Lawmakers Eye Small Biz, Credit, and Financial Reform
Sep 28th, 2009 | By Dawn Rivers Baker | Category: RegulationsOver the past week, the talk on Capitol Hill took a welcome detour for those of us who would like to hear about something besides health care reform because, last week, House Financial Services Committee Chairman Barney Frank (D-MA) released what has been called a “discussion draft” of the Consumer Financial Protection Act of 2009 (H.R. 3126). The proposal comes from a fairly simple idea. Federal consumer protections exist for products. As the financial services industry gets more innovative and creates more exotic and sophisticated products and services, the thinking goes, the need for a similar government watchdog function has arisen to protect consumers in the area of financial products and services.
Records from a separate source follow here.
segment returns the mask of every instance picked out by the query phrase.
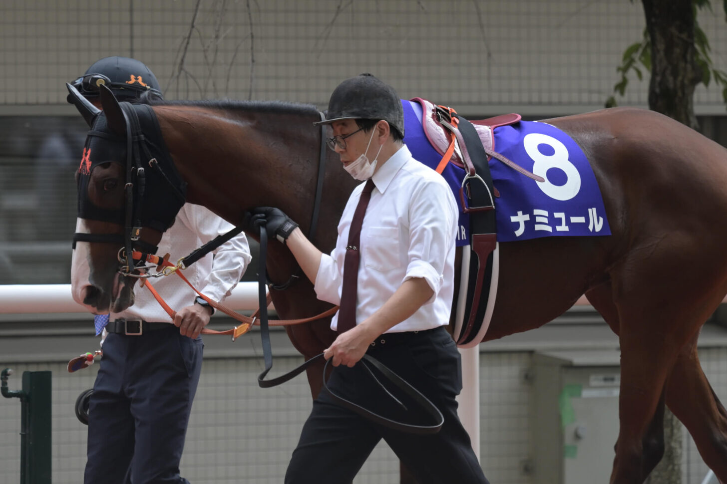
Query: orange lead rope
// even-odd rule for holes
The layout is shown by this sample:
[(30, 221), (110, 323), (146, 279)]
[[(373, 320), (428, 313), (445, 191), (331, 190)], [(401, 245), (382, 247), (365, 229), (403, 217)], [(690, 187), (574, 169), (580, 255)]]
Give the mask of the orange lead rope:
[[(257, 322), (257, 317), (260, 313), (260, 308), (257, 308), (257, 310), (255, 311), (255, 312), (252, 315), (252, 317), (245, 316), (244, 315), (236, 312), (233, 310), (230, 309), (229, 307), (225, 306), (224, 304), (220, 302), (217, 302), (217, 301), (214, 301), (209, 299), (209, 297), (201, 293), (199, 291), (198, 291), (196, 287), (192, 286), (192, 283), (187, 280), (187, 278), (185, 278), (184, 276), (184, 274), (182, 274), (182, 272), (180, 270), (180, 266), (175, 265), (169, 261), (169, 256), (168, 254), (165, 255), (164, 257), (159, 257), (158, 256), (150, 254), (145, 254), (146, 257), (144, 257), (145, 254), (142, 254), (141, 252), (139, 252), (137, 251), (134, 251), (132, 255), (134, 259), (135, 259), (139, 260), (141, 259), (144, 259), (145, 261), (147, 262), (156, 264), (157, 265), (156, 267), (157, 272), (161, 272), (165, 268), (171, 269), (171, 271), (169, 271), (166, 274), (167, 275), (170, 274), (172, 272), (174, 272), (180, 278), (182, 278), (182, 280), (184, 281), (188, 286), (192, 288), (195, 292), (199, 294), (200, 297), (201, 297), (203, 299), (209, 302), (209, 305), (211, 305), (212, 307), (217, 310), (220, 310), (220, 311), (222, 311), (227, 315), (230, 316), (230, 318), (233, 318), (236, 320), (242, 323), (242, 324), (233, 328), (233, 329), (228, 329), (224, 331), (218, 331), (214, 329), (204, 328), (202, 328), (201, 331), (203, 334), (231, 334), (232, 340), (235, 341), (237, 338), (238, 338), (239, 336), (242, 336), (248, 331), (249, 331), (250, 328), (253, 325), (260, 324), (260, 323)], [(142, 278), (140, 283), (141, 284), (142, 287), (146, 287), (149, 289), (149, 291), (151, 292), (152, 296), (153, 296), (154, 299), (156, 299), (157, 302), (159, 303), (159, 305), (164, 308), (164, 311), (166, 312), (166, 314), (169, 315), (170, 318), (174, 319), (174, 315), (177, 314), (176, 311), (169, 307), (169, 305), (166, 304), (166, 302), (164, 300), (164, 299), (162, 299), (161, 296), (160, 296), (159, 294), (156, 291), (156, 289), (155, 289), (151, 286), (151, 283), (150, 283), (149, 281), (145, 278)], [(268, 306), (270, 304), (270, 301), (271, 301), (270, 295), (270, 293), (268, 293), (267, 297), (267, 304)], [(338, 306), (334, 306), (327, 311), (321, 312), (321, 314), (317, 315), (316, 316), (312, 316), (310, 318), (270, 321), (269, 324), (271, 326), (285, 326), (293, 324), (300, 324), (301, 323), (308, 323), (309, 321), (315, 321), (316, 320), (321, 319), (327, 316), (333, 315), (337, 310), (338, 310)]]
[[(459, 120), (456, 116), (452, 116), (452, 114), (457, 114), (457, 111), (455, 111), (451, 108), (447, 108), (446, 106), (441, 105), (439, 107), (449, 113), (449, 119), (451, 120), (452, 126), (454, 126), (456, 128), (457, 123), (459, 122)], [(440, 161), (439, 164), (437, 165), (436, 172), (439, 174), (441, 174), (442, 172), (444, 171), (444, 169), (446, 167), (447, 164), (449, 163), (449, 160), (451, 160), (452, 158), (452, 154), (454, 153), (454, 141), (455, 141), (454, 134), (451, 132), (448, 131), (446, 129), (444, 130), (444, 132), (446, 133), (447, 137), (449, 138), (449, 146), (447, 148), (447, 150), (444, 152), (444, 156), (442, 156), (441, 161)]]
The Financial Services Committee will be holding a hearing on the bill later this week but House Small Business Committee Chair Nydia Velázquez (D-NY) convened her own hearing last week to explore what H.R. 3126 might mean for the nation’s “community lenders” and small businesses. Problems identified with the bill include contentions that its wording is too broad, that government should be primarily concerned with systemic risk and regulating the unregulated (rather than imposing more regulations on those already being policed), and that whatever Congress does should not to make the access to capital situation more difficult for small firms than it is already. This bill is likely to move, simply because the White House wants it, but it probably won’t make it to the President’s desk before next year.